PCDR has low morbidity in the milieu of techniques to release the spine. A posterior corridor is used, taking advantage of the rotation of the vertebral segment, which delivers the lateral disc and the anterior longitudinal ligament more posteriorly along the convexity of the curvature. At the same time, the spinal cord and/or cauda equina deviate toward the concavity and further away from the operative field. There are potential risks involved with PCDR. Complications were minimal in our series. One patient did experience dysesthesias in the lower extremity on the side of the PCDR, which resolved completely after 2 months and was likely related to irritation of the dorsal root ganglion of an operated segment. Potential drawbacks of this approach include incomplete restoration of lordosis compared with anterior approaches with the use of a structural graft. We have not used this technique to add structural grafts or synthetic structural support, although that could be performed, particularly at the caudal end of the construct to preserve lordosis and stability of the distal segment pedicular fixation. Lumbar lordosis was well maintained in our patients. Other potential complications include durotomy or injury to either viscera or anterior blood vessels when performing the discectomy. The exiting foraminal nerve root is at potential risk, particularly as the root descends and traverses the disc space. We have used a retractor for the exiting and traversing nerve root and a small ribbon malleable retractor to protect the viscera during the release, and this is an area ripe for further development of instruments to facilitate this approach.
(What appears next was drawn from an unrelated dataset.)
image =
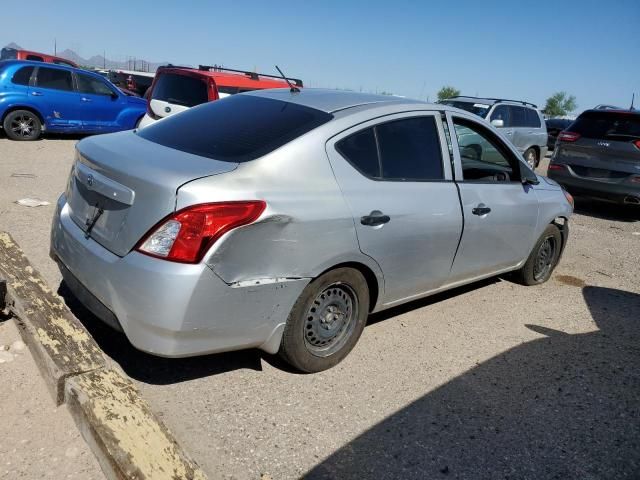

In conclusion, severe, rigid thoracolumbar scoliosis may be a challenge to treat in order to achieve optimal 3-dimensional correction while minimizing fusion levels and avoiding procedural morbidity. PCDR is a novel technique that may facilitate this correction with minimal procedure-related morbidity. PCDR appears to be effective as an adjunct procedure to achieve 3-dimensional correction of the thoracolumbar spine without the associated approach-related morbidity of anterior approaches, using a very familiar TLIF approach to achieve disc release. In this series, the procedure was effective in restoring coronal, axial, and sagittal alignment, and it may facilitate saving a distal fusion level in some cases without the addition of a separate anterior exposure. Clinical results have been excellent, with presumed improved correction compared with posterior-only approaches. Further study of this technique is required, including cadaveric biomechanical studies to compare the release to other approaches, development of improved retractors to prevent injury to exiting nerve roots, development of this approach in the thoracic spine, and future studies comparing this technique with a control group without PCDR or with anterior or lateral approaches.